WBZH returned to the air on April 2, 2023. A 2023 National Radio Club DX News update listed WBZH as silent since August 7, 2022, when it was WCBN, and back on the air with special temporary authority on April 2. Civic Media's WBZH FAQ says the station returned on April 2, 2023 with its current news/talk format as "The Buzz", featuring Civic Media network programming.

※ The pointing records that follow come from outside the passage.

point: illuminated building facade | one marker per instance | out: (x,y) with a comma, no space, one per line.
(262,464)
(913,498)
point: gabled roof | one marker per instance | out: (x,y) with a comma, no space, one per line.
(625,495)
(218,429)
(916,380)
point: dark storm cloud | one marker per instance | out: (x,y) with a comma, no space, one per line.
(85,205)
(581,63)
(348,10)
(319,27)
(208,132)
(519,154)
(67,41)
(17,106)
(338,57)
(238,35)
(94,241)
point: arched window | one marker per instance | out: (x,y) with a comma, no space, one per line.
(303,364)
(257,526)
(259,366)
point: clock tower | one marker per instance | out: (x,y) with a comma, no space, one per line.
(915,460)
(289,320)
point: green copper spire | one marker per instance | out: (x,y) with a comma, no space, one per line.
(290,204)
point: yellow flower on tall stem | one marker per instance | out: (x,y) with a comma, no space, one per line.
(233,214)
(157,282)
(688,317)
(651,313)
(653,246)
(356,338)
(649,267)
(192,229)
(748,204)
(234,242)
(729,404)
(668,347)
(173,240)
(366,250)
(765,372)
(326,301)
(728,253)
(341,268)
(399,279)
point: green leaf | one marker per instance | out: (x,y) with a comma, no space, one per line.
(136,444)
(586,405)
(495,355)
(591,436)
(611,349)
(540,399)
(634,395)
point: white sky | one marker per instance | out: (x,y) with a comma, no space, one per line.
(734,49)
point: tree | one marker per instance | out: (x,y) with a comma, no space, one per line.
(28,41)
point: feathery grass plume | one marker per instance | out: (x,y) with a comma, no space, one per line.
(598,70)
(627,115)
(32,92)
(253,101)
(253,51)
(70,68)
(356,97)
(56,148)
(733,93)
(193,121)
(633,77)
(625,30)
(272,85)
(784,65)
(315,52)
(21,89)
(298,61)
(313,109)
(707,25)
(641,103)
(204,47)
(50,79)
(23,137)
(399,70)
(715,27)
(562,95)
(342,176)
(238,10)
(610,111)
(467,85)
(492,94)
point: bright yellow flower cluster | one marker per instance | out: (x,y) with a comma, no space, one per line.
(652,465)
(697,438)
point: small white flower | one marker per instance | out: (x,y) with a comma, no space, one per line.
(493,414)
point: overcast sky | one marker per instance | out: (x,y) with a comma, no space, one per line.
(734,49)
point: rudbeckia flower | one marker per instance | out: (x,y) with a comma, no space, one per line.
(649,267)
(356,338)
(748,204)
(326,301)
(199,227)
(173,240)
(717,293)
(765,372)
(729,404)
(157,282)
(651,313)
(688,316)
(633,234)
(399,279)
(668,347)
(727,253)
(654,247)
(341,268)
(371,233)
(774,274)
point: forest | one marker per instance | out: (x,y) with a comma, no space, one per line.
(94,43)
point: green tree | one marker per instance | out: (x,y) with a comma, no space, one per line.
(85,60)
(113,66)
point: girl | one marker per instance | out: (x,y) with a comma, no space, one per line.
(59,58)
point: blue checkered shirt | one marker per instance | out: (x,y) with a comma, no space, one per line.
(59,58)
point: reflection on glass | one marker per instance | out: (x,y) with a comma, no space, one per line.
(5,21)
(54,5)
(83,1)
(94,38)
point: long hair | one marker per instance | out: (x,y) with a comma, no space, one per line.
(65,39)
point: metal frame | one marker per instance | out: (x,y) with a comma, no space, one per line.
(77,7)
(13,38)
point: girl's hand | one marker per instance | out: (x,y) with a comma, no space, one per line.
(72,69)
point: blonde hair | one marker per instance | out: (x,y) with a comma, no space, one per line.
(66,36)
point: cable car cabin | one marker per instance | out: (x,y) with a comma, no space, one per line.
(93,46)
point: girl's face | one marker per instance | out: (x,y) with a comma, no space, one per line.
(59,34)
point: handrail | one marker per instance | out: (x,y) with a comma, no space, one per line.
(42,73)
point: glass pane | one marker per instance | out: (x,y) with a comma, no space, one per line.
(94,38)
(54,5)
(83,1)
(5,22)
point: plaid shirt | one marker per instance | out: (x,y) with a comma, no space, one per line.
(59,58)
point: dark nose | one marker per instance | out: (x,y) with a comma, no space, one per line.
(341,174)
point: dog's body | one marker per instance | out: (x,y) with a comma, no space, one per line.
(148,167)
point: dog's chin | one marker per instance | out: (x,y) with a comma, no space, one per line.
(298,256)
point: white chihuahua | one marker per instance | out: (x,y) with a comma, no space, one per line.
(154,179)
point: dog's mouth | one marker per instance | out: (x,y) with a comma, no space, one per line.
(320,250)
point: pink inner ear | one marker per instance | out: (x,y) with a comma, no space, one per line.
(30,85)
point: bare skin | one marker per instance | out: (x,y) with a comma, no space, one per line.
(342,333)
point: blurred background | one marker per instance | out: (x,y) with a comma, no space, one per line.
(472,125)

In 2024, Civic Media moved to reunite WBZH with the 96.9 FM translator. NorthPine reported that Zoe Communications was selling WHSM-FM/101.1 and W245CT/96.9 in Hayward to Civic Media for $360,000; W245CT began relaying WBZH, reuniting the AM station and translator that had simulcast before the 2022 sale. Barrett Media also reported that Civic had acquired WHSM-FM and the 96.9 translator from Zoe, and that 96.9 was simulcasting the "Buzz of the North" programming from WBZH 910.

In March 2025, Civic Media announced the relaunch of WHSM-FM as "Musky 101" and described WBZH 96.9 FM and 910 AM as airing a Wisconsin-focused news and talk format. The same announcement said WBZH would carry Milwaukee Brewers spring-training and regular-season games. WBZH currently identifies as a Civic Media news/talk station serving Hayward and Sawyer County on 96.9 FM and 910 AM. Technical listings show WBZH as a class D AM facility on 910 kHz, facility ID 53994, using 5,000 watts daytime and 75 watts nighttime from a one-tower site west of Hayward.

As of June 26, 2026 Civic Media took WBZH and it's translator off the air and applied for a remain silent authority from the Federal Communications Commission.